The current production of Richard Greenberg’s stage adaptation of Truman Capote’s Breakfast at Tiffany’s offers some challenges with its multiple locations and fluctuations between quick scenes and narration; between the World War II era past, and the post-war present. For these reasons, the multiple literal locations are rather a mistake, especially since the vast playing area could have lent itself to the material so much better as a blank slate onto which the narrator’s memories could be projected with fluidity. As staged, key scenes are relegated to awkward areas, and key spaces go empty for large expanses of time.
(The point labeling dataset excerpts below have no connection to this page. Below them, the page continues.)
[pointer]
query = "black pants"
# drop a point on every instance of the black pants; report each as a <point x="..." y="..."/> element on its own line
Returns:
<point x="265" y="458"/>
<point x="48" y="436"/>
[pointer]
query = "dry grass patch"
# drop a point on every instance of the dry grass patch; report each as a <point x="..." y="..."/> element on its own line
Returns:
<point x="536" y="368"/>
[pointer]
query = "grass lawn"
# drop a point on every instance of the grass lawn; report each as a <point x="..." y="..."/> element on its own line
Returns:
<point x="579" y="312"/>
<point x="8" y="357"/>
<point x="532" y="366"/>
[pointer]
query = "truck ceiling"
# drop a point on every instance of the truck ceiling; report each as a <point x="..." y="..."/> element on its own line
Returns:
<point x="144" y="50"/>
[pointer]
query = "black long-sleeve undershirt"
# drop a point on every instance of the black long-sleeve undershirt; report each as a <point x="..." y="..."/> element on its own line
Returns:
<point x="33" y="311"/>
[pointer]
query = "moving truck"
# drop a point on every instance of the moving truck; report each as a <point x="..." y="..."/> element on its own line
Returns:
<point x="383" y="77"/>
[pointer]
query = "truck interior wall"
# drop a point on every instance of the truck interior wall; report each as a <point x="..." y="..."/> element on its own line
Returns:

This is the story of a young writer of ambiguous sexual orientation who encounters a fascinating woman in 1940s Manhattan (much in the way that Christopher Isherwood encountered Sally Bowles in pre-war Berlin). We never learn his name. Her name is Holly Golightly and she decides to call him “Fred,” because of his resemblance to her brother, Fred. Fascinated by Holly, “Fred” will pursue her until her past catches up with her.
Matthew LaChiusa has directed this production with Candice Kogut as Holly Golightly and Ryan Kaminski as the writer known as “Fred.” That these actors bear no resemblance to Audrey Hepburn and George Peppard, who inhabited the characters in the movie, is not an issue. (Truman Capote actually wanted Marilyn Monroe to play the role, but she was under contract to Twentieth Century Fox).
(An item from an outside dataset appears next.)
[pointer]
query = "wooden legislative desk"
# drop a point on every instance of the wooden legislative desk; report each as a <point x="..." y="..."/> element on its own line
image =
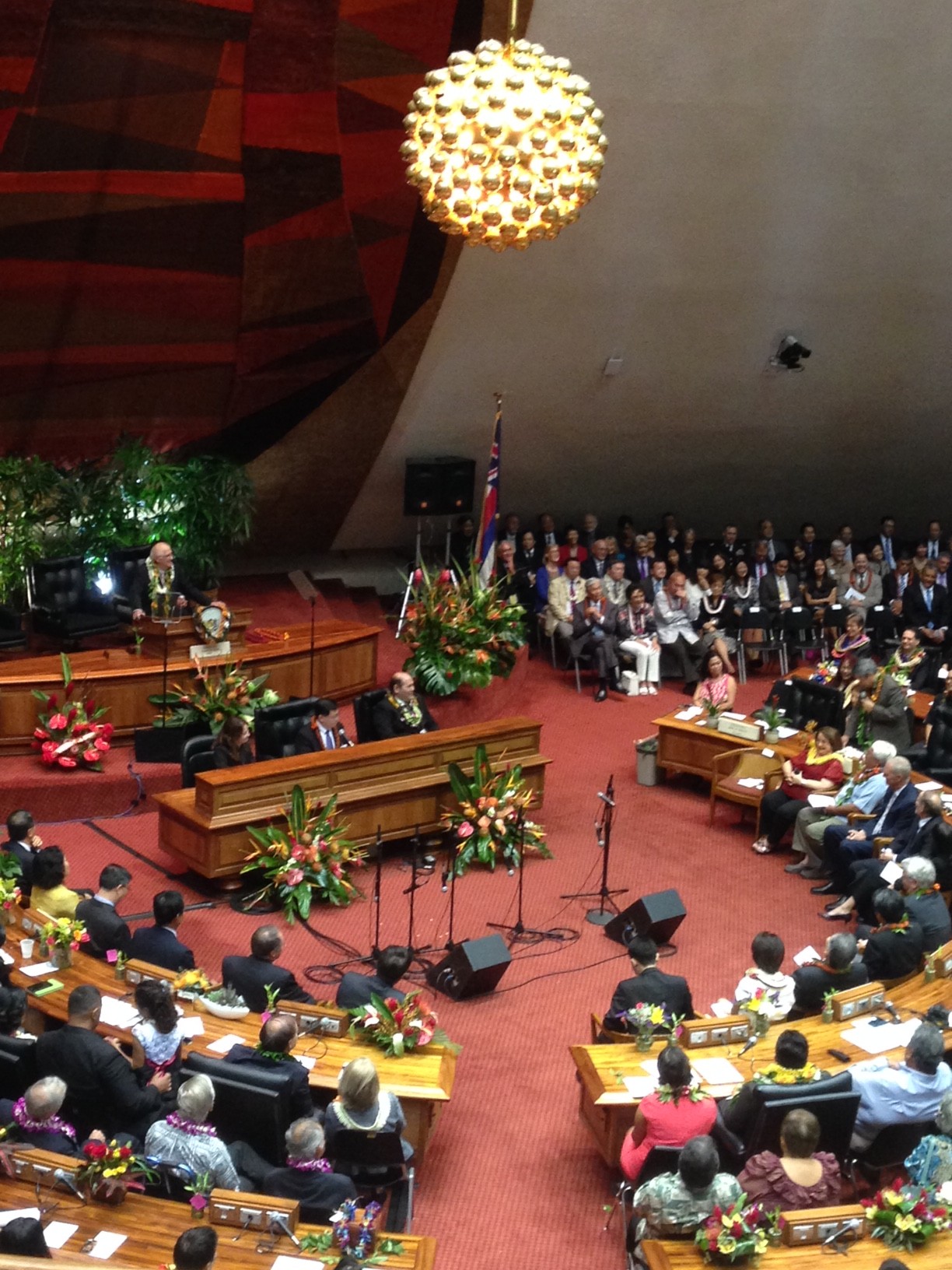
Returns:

The casting of Kogut, the resident artistic director at ART, has become a regular feature of their programming. Her appearance as Holly Golightly comes in that context and we begin to wonder, are roles being selected specifically for her, or is she being obliged to play roles whether or not she is well suited for them?
The issue is not quite critical in this case. Does Kogut project the ethereal and childlike fragility of Holly Golightly, a woman who, when dancing with men on the street is tossed about like a scarf? I suppose not, but steady, womanly, and arguably statuesque Kogut does create a consistent and clearly articulated person with the role; as does the more predictably cast Kaminski. The difficulty is, that the playwright has not given them a great deal of fuel to generate the chemistry between them. As the author of such gorgeous plays as Three Days of Rain, Eastern Standard, and Take Me Out, Greenberg is a formidable talent, but the ghost of Truman Capote blurs the focus here.
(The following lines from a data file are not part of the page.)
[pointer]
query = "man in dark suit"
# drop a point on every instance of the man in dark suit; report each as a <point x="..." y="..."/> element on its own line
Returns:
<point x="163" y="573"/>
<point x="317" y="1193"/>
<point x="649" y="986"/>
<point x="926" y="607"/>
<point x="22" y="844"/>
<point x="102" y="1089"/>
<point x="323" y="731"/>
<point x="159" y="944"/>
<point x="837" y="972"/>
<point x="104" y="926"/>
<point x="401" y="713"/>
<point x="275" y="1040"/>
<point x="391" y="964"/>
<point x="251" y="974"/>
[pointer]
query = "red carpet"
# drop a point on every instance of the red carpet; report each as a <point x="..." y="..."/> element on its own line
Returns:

Greenberg’s play follows Capote’s novella more faithfully than the film did. In fact, the play is an homage to the book, with a few references to the film tossed in to satisfy its innumerable fans. While the movie was set in the 1960s, the play restores the 1940s setting. The romance between “Fred” and “Holly” was similarly manufactured for the film and not used here. In the novella, the two never have an affair.
We are reminded frequently and deliberately of the source material. Numerous immortal Capote phrases are marched out for our delectation. We will be told about the “mean reds,” and that anybody who get used to anything might as well be dead. We will be advised that certain shades of limelight can wreck a girl's complexion, never to love and wild thing, and that we owe a lot to anyone who gives us confidence. Those delightful phrases are from the novella and we are given a feast of them. We get reminders of the Blake Edwards film, as well, including Henry Mancini’s “Moon River,” and an appearance by Holly’s Japanese neighbor that, even in silhouette, does not go far enough to atone for the racist error of casting Mickey Rooney in the movie. (Amos and Andy started on radio; need I say more?) But this play is really all about Truman Capote, and that presents a bit of a problem. This is not a novella; it is a play.
In addition to Kogut and Kaminski, the cast features the talents of Derrik Reynolds as Joe Bell and OJ Berman; Robert Insana as Doc Golightly; Heather Casseri as Mags Wildwood; Chris Wagner as Rusty Trawler; Dewel Perez as ‘José Ybarra-Jaegar’ and Elizabeth Oddy as roller skating opera diva Madame Spanella. They ably and energetically relate the story that Greenberg has transferred from page to stage. We are amused by Holly’s antics. We are sympathetic with Fred’s frustrations. But unlike the movie, we never quite fall in love with these people, and we certainly don’t shed any tears at the impossibility of their relationship.